Armenia - Police officers help to enforce the forcible closure of kiosks in Yerevan, 10Aug2011.

The vast majority of some 2,500 commercial kiosks remaining in Yerevan will not be closed for the time being, Mayor Karen Karapetian confirmed on Tuesday.

Karapetian said that municipal authorities will dismantle only about 200 kiosks in the coming weeks as part of his highly controversial efforts to regulate street trade in the Armenian capital.

“When we finish removing them we will announce our next step,” he told the municipal council dominated by his loyalists.

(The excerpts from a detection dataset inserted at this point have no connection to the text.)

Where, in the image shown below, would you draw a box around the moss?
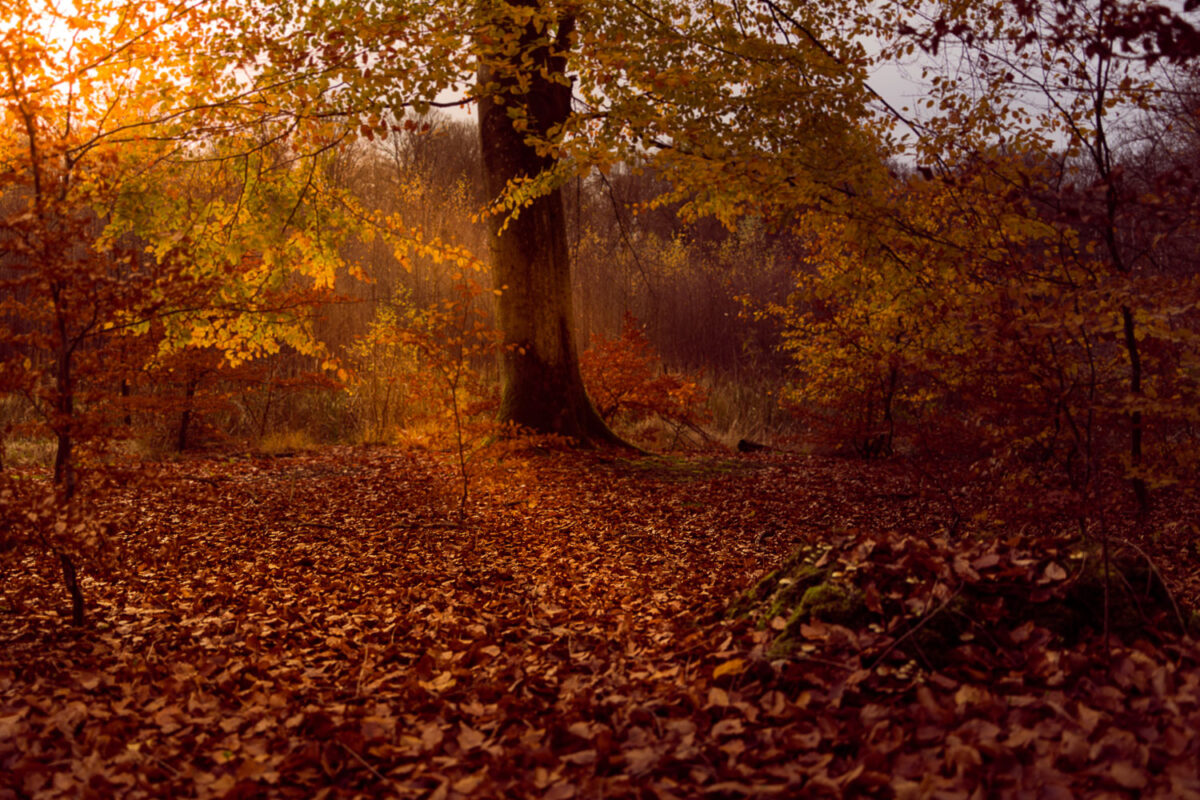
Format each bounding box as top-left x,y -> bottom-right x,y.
788,581 -> 868,627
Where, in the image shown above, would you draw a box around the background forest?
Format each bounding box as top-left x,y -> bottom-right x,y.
0,0 -> 1200,799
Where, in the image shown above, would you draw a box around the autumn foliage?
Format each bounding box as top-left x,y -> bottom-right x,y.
0,0 -> 1200,800
581,313 -> 709,448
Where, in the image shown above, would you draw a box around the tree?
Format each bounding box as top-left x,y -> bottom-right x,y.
476,0 -> 618,443
0,0 -> 350,624
218,0 -> 880,441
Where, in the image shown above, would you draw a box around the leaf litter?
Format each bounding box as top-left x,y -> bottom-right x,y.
0,447 -> 1200,800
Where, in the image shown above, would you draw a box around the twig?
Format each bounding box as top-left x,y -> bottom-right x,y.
337,741 -> 398,788
866,584 -> 966,672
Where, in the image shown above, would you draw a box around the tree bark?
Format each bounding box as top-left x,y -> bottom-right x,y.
478,0 -> 620,444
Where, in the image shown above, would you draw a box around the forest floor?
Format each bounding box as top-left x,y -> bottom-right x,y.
0,447 -> 1200,800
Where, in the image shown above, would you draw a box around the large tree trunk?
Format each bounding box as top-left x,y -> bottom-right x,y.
478,0 -> 619,444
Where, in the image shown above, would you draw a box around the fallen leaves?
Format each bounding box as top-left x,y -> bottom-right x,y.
0,450 -> 1200,800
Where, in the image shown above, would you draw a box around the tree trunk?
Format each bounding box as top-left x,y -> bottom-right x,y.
478,0 -> 619,444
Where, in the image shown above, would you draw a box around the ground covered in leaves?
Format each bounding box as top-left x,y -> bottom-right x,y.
0,449 -> 1200,800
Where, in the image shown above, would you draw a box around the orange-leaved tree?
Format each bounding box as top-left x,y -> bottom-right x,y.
582,313 -> 712,450
0,0 -> 352,624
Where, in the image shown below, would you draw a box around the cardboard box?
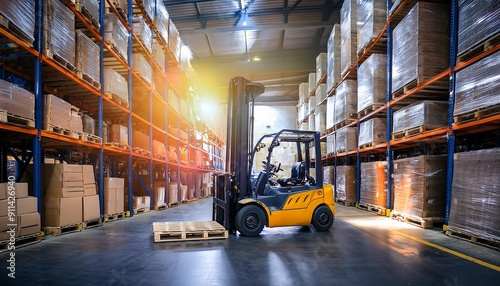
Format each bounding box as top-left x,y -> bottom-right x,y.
83,195 -> 101,221
44,197 -> 83,226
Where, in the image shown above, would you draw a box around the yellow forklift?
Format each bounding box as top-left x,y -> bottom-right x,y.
213,77 -> 335,237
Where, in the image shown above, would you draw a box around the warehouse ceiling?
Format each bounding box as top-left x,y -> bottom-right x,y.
163,0 -> 343,105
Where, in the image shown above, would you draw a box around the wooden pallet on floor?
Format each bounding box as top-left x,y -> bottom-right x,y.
0,110 -> 35,128
453,105 -> 500,125
445,228 -> 500,250
104,212 -> 126,222
153,221 -> 228,242
0,232 -> 44,253
44,222 -> 83,236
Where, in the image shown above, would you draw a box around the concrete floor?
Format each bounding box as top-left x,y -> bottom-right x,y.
0,198 -> 500,286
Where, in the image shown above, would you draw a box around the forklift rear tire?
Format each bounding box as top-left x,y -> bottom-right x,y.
312,206 -> 334,231
236,205 -> 266,237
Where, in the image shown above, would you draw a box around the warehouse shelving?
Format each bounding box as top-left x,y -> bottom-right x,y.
0,0 -> 223,222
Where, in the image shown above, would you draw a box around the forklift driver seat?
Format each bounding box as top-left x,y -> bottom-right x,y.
278,162 -> 306,187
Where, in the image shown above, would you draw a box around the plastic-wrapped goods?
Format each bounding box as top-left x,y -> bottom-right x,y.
0,0 -> 35,44
103,68 -> 128,102
314,105 -> 326,134
392,2 -> 450,91
315,83 -> 326,106
154,0 -> 170,44
76,30 -> 100,85
335,166 -> 358,203
358,54 -> 387,113
43,94 -> 71,130
358,118 -> 387,147
316,53 -> 328,84
458,0 -> 500,55
448,148 -> 500,242
333,79 -> 358,125
326,24 -> 340,91
0,79 -> 35,119
453,51 -> 500,116
43,0 -> 76,67
323,166 -> 335,185
132,53 -> 153,84
326,134 -> 335,154
104,13 -> 128,60
357,0 -> 387,53
133,18 -> 153,53
335,126 -> 358,153
340,0 -> 358,75
326,96 -> 335,130
393,155 -> 447,221
392,100 -> 448,133
168,19 -> 181,61
359,161 -> 387,208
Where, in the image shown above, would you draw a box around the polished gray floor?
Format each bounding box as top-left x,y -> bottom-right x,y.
0,198 -> 500,286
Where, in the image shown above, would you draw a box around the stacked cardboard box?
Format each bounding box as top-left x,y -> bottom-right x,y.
326,24 -> 340,92
392,2 -> 450,91
104,178 -> 125,214
393,155 -> 447,220
0,182 -> 40,241
359,161 -> 387,208
335,166 -> 358,204
448,148 -> 500,243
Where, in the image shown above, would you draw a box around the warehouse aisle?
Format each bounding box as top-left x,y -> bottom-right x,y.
0,199 -> 500,286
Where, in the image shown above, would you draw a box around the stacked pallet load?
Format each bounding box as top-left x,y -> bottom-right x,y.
357,54 -> 387,118
0,0 -> 36,45
446,148 -> 500,249
340,0 -> 358,76
391,155 -> 447,228
357,0 -> 387,55
326,24 -> 340,92
335,165 -> 358,207
453,51 -> 500,124
358,118 -> 387,149
392,100 -> 448,140
392,2 -> 450,95
0,181 -> 40,240
359,161 -> 387,215
42,0 -> 76,71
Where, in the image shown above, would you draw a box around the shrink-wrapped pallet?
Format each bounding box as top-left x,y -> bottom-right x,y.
103,68 -> 128,102
0,79 -> 35,119
448,148 -> 500,242
333,79 -> 358,125
393,155 -> 447,221
357,54 -> 387,113
359,161 -> 387,208
42,0 -> 76,68
357,0 -> 387,53
326,24 -> 340,92
132,53 -> 153,84
0,0 -> 36,44
314,105 -> 326,134
392,2 -> 450,91
335,126 -> 358,153
104,13 -> 128,60
453,51 -> 500,116
76,30 -> 100,83
340,0 -> 358,75
335,165 -> 358,205
392,100 -> 448,133
133,18 -> 153,53
358,118 -> 387,147
457,0 -> 500,55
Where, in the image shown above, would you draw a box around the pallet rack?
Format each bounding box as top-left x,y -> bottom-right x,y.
298,0 -> 500,225
0,0 -> 224,218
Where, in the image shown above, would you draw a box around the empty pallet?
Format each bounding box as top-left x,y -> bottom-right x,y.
153,221 -> 228,242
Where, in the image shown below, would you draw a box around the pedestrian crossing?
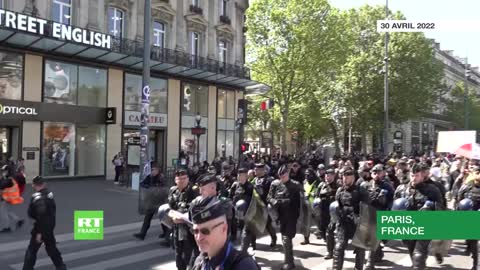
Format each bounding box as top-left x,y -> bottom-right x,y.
0,220 -> 472,270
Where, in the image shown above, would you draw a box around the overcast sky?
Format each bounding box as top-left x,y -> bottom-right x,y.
329,0 -> 480,66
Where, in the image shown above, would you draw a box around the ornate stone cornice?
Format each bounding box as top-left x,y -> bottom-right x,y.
215,24 -> 235,43
185,14 -> 208,32
105,0 -> 134,13
152,0 -> 177,23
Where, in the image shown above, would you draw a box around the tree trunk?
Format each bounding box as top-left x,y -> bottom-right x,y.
280,108 -> 288,154
362,130 -> 367,153
328,120 -> 340,155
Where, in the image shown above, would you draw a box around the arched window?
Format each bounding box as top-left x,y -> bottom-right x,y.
107,7 -> 125,38
52,0 -> 72,24
153,21 -> 166,48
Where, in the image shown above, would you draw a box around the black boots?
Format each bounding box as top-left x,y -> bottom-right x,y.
282,236 -> 295,270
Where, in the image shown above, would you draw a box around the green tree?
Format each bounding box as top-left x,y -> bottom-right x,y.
246,0 -> 345,151
331,6 -> 446,150
446,82 -> 480,130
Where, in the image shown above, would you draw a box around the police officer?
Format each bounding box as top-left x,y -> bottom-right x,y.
365,164 -> 395,270
404,164 -> 443,270
217,164 -> 238,241
191,200 -> 260,270
168,169 -> 198,270
317,164 -> 326,182
356,164 -> 372,186
332,168 -> 369,270
420,163 -> 447,209
253,163 -> 277,248
315,168 -> 339,260
458,167 -> 480,270
133,164 -> 169,242
23,176 -> 67,270
267,165 -> 303,270
229,168 -> 255,252
300,168 -> 320,245
189,173 -> 233,264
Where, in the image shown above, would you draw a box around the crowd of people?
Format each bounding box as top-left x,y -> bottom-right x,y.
136,150 -> 480,270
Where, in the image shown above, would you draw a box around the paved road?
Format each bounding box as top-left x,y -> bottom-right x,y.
0,181 -> 472,270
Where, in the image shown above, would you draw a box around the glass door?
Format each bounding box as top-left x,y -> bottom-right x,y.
0,127 -> 11,164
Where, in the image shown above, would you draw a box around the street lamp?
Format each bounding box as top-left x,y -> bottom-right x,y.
192,112 -> 206,163
383,0 -> 390,155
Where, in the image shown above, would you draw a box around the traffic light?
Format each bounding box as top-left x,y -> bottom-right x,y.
260,99 -> 275,111
240,143 -> 250,153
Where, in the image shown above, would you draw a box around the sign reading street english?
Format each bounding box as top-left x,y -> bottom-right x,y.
0,9 -> 112,49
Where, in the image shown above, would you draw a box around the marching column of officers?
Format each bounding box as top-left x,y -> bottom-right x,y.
149,156 -> 480,270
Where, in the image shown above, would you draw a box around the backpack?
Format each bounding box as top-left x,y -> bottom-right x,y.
223,249 -> 261,270
192,249 -> 261,270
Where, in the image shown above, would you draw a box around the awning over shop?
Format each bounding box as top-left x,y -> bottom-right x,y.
0,10 -> 269,94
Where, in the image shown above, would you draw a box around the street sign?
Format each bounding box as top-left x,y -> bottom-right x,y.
192,128 -> 207,135
261,131 -> 273,148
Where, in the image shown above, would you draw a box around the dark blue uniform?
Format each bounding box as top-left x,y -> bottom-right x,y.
168,184 -> 198,270
23,188 -> 67,270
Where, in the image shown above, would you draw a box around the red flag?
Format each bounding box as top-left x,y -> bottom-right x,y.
260,101 -> 267,111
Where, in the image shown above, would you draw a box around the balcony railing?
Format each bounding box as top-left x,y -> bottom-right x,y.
190,5 -> 203,15
220,15 -> 232,24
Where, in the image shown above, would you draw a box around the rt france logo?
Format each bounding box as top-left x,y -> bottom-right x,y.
73,211 -> 103,240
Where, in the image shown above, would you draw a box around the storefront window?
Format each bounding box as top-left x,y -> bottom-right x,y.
107,7 -> 124,38
125,74 -> 167,113
43,61 -> 78,105
43,60 -> 107,107
217,89 -> 238,157
217,90 -> 227,118
42,122 -> 75,176
0,52 -> 23,100
78,66 -> 107,107
76,125 -> 105,176
182,84 -> 208,117
52,0 -> 72,24
181,128 -> 208,163
41,122 -> 105,177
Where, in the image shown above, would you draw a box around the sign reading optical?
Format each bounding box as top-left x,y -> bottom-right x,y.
0,104 -> 38,115
0,9 -> 112,49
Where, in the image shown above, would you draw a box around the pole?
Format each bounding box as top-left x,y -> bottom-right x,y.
463,58 -> 469,130
140,0 -> 152,179
348,110 -> 352,155
383,0 -> 389,155
197,133 -> 200,164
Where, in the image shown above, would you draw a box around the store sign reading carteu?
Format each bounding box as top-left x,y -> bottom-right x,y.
125,111 -> 167,127
0,9 -> 111,49
0,104 -> 38,115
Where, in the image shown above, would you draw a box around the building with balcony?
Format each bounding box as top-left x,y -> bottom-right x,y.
382,41 -> 480,153
0,0 -> 264,181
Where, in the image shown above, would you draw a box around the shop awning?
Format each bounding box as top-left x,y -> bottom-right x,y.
0,17 -> 269,94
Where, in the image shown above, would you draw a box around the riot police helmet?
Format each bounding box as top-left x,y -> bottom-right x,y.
392,198 -> 408,211
457,198 -> 473,211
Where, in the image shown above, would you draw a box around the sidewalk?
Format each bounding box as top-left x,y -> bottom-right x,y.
0,180 -> 143,243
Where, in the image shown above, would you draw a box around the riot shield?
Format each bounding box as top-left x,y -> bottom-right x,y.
138,187 -> 169,215
244,189 -> 268,235
297,195 -> 312,235
352,202 -> 380,250
430,240 -> 453,257
158,204 -> 174,229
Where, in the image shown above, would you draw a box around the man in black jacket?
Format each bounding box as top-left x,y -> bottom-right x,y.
23,176 -> 67,270
133,164 -> 168,243
267,165 -> 304,270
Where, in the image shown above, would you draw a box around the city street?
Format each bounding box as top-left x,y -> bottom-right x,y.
0,180 -> 471,270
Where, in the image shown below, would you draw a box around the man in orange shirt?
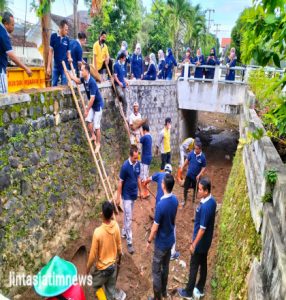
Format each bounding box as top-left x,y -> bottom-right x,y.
87,201 -> 122,300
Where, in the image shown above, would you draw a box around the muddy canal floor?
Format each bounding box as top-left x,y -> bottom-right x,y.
19,113 -> 238,300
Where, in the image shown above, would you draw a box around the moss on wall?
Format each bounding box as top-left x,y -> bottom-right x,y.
211,149 -> 261,299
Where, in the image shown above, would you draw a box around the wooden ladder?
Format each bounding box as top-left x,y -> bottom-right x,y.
62,61 -> 118,213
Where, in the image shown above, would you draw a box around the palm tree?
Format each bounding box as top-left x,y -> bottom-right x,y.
166,0 -> 192,58
0,0 -> 10,14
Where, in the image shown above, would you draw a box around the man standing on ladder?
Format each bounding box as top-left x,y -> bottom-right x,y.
177,137 -> 199,180
156,118 -> 172,172
182,141 -> 207,206
47,20 -> 72,86
70,64 -> 103,152
116,145 -> 141,254
0,12 -> 32,94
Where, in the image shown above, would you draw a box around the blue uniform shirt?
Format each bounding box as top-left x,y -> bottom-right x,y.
154,194 -> 179,251
193,195 -> 216,253
80,75 -> 104,111
152,172 -> 167,206
119,159 -> 140,200
143,64 -> 157,80
192,55 -> 205,78
140,134 -> 152,166
187,150 -> 207,180
114,62 -> 126,88
0,24 -> 12,73
131,53 -> 143,79
158,59 -> 166,79
70,40 -> 82,74
50,33 -> 70,69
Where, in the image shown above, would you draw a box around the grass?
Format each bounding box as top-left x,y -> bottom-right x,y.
211,150 -> 261,299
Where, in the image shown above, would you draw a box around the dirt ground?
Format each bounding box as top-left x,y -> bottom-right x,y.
16,113 -> 238,300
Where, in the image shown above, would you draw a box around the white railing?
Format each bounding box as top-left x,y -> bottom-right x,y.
178,63 -> 285,84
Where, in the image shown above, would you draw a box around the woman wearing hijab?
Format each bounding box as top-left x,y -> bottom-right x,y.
165,48 -> 177,80
205,47 -> 219,79
116,41 -> 130,77
181,48 -> 192,77
131,43 -> 143,79
192,48 -> 205,78
225,48 -> 237,81
158,50 -> 166,79
143,53 -> 157,80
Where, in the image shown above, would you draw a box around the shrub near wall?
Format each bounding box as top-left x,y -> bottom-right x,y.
0,90 -> 129,296
212,149 -> 261,299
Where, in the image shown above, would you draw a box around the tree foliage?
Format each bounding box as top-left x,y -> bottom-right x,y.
86,0 -> 142,57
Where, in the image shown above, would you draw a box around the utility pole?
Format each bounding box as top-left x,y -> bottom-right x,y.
205,8 -> 215,33
214,24 -> 221,36
73,0 -> 78,39
40,0 -> 51,86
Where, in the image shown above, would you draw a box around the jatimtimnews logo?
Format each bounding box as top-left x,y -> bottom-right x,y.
9,272 -> 92,287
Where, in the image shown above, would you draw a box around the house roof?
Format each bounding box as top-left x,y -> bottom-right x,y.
11,34 -> 37,48
51,10 -> 91,38
221,38 -> 231,48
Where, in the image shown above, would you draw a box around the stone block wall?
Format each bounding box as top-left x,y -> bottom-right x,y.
0,86 -> 129,295
0,81 -> 184,296
240,92 -> 286,300
126,80 -> 181,156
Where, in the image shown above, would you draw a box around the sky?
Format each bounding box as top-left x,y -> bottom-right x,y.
8,0 -> 252,38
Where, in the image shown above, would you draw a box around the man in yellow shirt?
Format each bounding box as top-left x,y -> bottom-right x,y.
156,118 -> 172,172
87,201 -> 122,300
93,31 -> 112,78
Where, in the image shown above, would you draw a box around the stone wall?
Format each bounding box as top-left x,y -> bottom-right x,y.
126,80 -> 182,154
240,93 -> 286,300
0,82 -> 184,296
0,86 -> 129,295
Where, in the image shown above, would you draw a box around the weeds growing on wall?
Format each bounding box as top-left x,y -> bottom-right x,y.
211,149 -> 261,299
249,69 -> 286,161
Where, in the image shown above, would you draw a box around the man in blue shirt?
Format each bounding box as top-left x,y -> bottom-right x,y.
178,177 -> 216,299
182,140 -> 207,206
146,174 -> 179,300
116,145 -> 141,254
47,20 -> 72,86
143,164 -> 180,260
70,32 -> 86,77
140,124 -> 152,199
0,12 -> 32,94
70,64 -> 104,152
114,52 -> 128,116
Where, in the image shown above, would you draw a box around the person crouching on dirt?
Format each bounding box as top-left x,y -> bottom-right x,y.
178,177 -> 216,299
87,201 -> 122,300
143,164 -> 180,260
182,141 -> 207,206
34,256 -> 85,300
116,145 -> 141,254
70,64 -> 103,152
114,52 -> 129,116
129,101 -> 143,147
177,137 -> 200,180
140,124 -> 152,199
156,118 -> 172,172
146,174 -> 179,300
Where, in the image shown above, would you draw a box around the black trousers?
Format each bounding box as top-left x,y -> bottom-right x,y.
152,247 -> 171,300
161,152 -> 171,171
98,59 -> 113,75
186,253 -> 208,295
184,176 -> 197,202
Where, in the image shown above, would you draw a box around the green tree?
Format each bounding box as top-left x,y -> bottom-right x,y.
88,0 -> 142,57
166,0 -> 193,58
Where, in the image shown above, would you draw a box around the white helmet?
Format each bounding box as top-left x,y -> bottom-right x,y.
164,164 -> 172,173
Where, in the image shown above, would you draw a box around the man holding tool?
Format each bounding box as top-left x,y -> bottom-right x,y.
182,141 -> 207,206
70,64 -> 103,152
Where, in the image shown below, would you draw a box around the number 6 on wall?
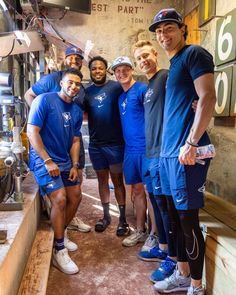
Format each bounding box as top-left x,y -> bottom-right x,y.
215,9 -> 236,66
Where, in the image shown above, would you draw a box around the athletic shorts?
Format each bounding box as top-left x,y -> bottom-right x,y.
88,145 -> 124,173
160,157 -> 210,210
123,153 -> 144,184
33,165 -> 80,195
144,157 -> 163,196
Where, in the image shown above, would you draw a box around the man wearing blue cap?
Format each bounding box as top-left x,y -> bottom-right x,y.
25,46 -> 91,236
149,8 -> 216,295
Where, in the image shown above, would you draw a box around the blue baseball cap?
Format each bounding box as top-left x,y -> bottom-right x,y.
65,47 -> 84,59
111,56 -> 133,71
149,8 -> 183,32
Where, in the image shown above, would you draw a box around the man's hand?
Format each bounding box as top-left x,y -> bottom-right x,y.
68,167 -> 79,182
179,143 -> 197,165
45,160 -> 60,177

According to the mayor’s office, some 900 small shops have been shut down since the beginning of the year. The office claims that they either lacked valid government licenses or were located on “central streets” and “interfered with the normal work of the city.”

Armenia -- Yerevan Mayor Karen Karapetian at a press conference, Yerevan, 21 June, 2011

The process has been accompanied by street protests and even resistance by some of their owners backed by Armenia’s leading opposition forces and the state human rights ombudsman, Karen Andreasian. Prime Minister Tigran Sarkisian also expressed concern in July before Karapetian promised that the kiosks will not be closed en masse.

Deputy Mayor Taron Markarian repeated these assurances during hearings on the issue held in the Armenian parliament last week.

While pledging to scale back the kiosk closures for now, Karapetian again dismissed the argument that scores of people are losing their sole source of income. “Generally, there are no poor kiosk owners on central streets because a poor person could not have opened a kiosk in the city center,” he told the Yerevan assembly.

The remarks were condemned by dozens of mostly middle-aged and elderly kiosk owners who demonstrated outside the municipality. “Let them come and see how rich I am,” scoffed one man.

“They are rich, not we,” said another protester. “You can’t become rich by selling newspapers.”